Se’se kemudian menikah yang pertama dengan seorang perempuan bernama Lu’pik dan memiliki turunan bernama Indo’ Ampalla’ (Indo Nesi); menikah kedua dengan seorang perempuan …………, memiliki keturunan bernama Manuvu’ (Ambe’ Sipantun); menikah ketiga dengan seorang perempuan …………, memiliki keturunan bernama Kura (Indo’ Marata); menikah keempat dengan seorang perempuan …………, memiliki keturunan seorang perempuan bernama Sandamaiiri’; dan menikah kelima dengan seorang perempuan dari Manganan (Pa’riva Sangka) dari Rongkong, memiliki keturunan bernama Daso’ Patty Ganna.
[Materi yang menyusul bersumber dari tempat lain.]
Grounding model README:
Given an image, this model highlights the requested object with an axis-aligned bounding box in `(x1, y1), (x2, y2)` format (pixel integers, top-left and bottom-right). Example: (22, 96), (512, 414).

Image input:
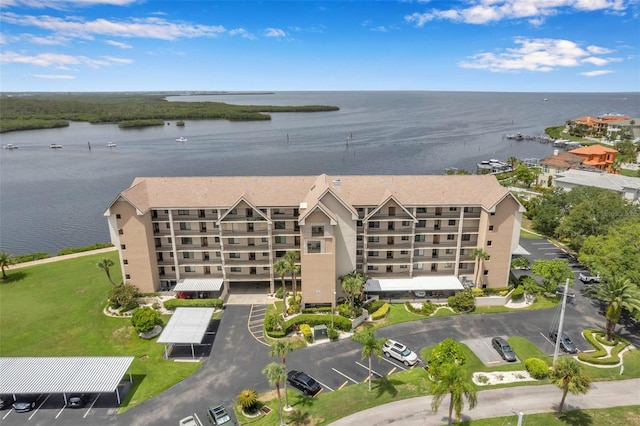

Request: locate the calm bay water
(1, 91), (638, 255)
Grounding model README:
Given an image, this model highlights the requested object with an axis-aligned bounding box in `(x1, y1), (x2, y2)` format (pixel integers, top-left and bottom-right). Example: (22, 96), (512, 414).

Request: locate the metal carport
(364, 276), (465, 292)
(0, 356), (134, 405)
(157, 307), (215, 359)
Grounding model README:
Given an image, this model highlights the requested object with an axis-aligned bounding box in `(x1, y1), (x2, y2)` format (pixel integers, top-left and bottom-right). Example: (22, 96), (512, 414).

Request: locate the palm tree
(340, 270), (367, 317)
(352, 328), (385, 391)
(97, 258), (116, 286)
(263, 362), (287, 426)
(0, 251), (16, 280)
(283, 251), (300, 300)
(586, 277), (640, 341)
(270, 340), (293, 411)
(471, 248), (490, 288)
(549, 357), (591, 418)
(273, 258), (289, 317)
(430, 363), (478, 426)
Kemudian Daso Patty Ganna menikah dengan seorang perempuan, anak dari Pongngarong Arrena, bernama Marya Sune’ Sandamaiiri’, memiliki keturunan antara lain : Made Daso’ Tandi Paewa, Yusuf Daso’ Tandi Paewa, Mathias Tandi Paewa, Barnabas Daso’ Tandi Paewa, perempuan Adilfina Daso’ Tandi Paewa, perempuan Ruth Daso’ Tandi Paewa, dan Mathius Daso’ Tandi Paewa.
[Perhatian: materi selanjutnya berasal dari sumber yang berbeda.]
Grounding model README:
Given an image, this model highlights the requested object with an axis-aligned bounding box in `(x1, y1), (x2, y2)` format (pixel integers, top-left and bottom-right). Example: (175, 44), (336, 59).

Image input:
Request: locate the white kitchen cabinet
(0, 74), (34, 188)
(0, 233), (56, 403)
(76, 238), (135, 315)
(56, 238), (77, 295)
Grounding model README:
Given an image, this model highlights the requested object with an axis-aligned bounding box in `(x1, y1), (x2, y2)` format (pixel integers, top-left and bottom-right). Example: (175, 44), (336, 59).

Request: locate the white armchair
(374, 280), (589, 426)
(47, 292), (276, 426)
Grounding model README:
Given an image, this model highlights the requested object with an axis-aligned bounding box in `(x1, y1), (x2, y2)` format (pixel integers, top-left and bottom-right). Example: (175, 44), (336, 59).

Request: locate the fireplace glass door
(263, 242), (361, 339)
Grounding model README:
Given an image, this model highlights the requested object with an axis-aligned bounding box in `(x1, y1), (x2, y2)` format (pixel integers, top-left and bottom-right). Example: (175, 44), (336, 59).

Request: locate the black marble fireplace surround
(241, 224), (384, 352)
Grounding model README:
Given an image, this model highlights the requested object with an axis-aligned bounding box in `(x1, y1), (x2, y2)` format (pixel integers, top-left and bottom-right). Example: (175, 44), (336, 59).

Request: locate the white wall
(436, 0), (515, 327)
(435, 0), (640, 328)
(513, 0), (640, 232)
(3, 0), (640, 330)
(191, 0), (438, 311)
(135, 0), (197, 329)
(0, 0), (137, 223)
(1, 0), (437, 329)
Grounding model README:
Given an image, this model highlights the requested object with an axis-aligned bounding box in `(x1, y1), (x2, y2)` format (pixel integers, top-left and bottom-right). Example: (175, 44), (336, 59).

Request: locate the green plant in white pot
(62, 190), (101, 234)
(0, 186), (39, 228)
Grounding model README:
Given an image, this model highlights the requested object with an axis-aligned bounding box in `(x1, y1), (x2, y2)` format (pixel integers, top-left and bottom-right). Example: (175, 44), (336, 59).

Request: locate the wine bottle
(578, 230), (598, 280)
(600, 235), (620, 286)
Lalu Balundu Patty Ganna menikah lagi dengan seorang perempuan dari Buka, bernama Bangkara dan memiliki seorang putra bernama Mampo (Kalambo).
Mampo (Kalambo) kemudian dikukuhkan menjadi Tomakaka Beroppa setelah mendapat pelimpahan (Dipatilevakki) Katomakaan dari neneknya Tomakaka Kalosi Patty Ganna.
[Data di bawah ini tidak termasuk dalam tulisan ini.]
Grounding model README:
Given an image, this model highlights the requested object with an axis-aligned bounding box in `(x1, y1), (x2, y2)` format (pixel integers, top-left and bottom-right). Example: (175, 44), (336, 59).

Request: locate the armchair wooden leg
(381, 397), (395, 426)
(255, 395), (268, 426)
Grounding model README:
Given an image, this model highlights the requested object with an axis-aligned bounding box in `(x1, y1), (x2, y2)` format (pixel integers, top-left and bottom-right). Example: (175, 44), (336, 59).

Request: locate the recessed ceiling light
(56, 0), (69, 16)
Setelah itu selama kurang lebih 100 Tahun lamanya, Masyarakat Adat Seko tidak memiliki Tomakaka yang disebabkan adanya pemberontakan Gerombolan DI/TII di Seko pada Tahun 1953, mengakibatkan masyarakat adat Seko harus mengungsi ke daerah Karataun (Makki) dan Ledo Kecamatan Kalumpang, Kabupaten Mamuju.
Tomakaka Kalambo meninggal di Salu Alo, Makki pada Tahun 1957. Dan setelah beliau meninggal, maka atas kesepakatan tokoh-tokoh masyarakat Beroppa’ (Seko Lemo), mengangkat Ambe’ Bambalu sebagai Matua Tondok.
Atas perjuangan keras Tokoh-tokoh masyarakat Beroppa’ (Seko Lemo) bersama pemuda dan OPR, akhirnya orang Seko yang dipengungsian dapat kembali ke Seko yang dimulai pada tahun 1961, dimana masyarakat Seko yang tadinya tinggal di Masoso, kembali ke Rantedanga’ dan masyarakat Seko yang lain dipengungsian pun berangsur-angsur kembali ke Seko dengan membuat syukuran kampung pada tahun 1962 di Rantedanga’. Hingga pada Tahun 1971 setelah TNI bersama OPR Seko melakukan operasi pembersihan sampai ke Doe dan tempat-tempat lainnya, dan atas penyerahan diri beberapa pimpinan Gerombolan di Seko, maka Seko dinyatakan benar-benar sudah aman.
Pada tahun 2007, melalui musyawarah dari Tokoh-tokoh masyarakat Adat Seko, dan juga termasuk beberapa Tokoh Masyarakat dari Rongkong, maka oleh To Siaja’  TIBIAN (LOTONG LILA / GANDANG MANURUN) mempersiapkan dan melaksanakan prosesi pengukuhan (Ma’patongko) Barnabas Daso’ Tandi Paewa sebagai Tomakaka Beroppa’.
Demikian tulisan singkat tentang kelembagaan adat Beroppa’ di kecamatan Seko.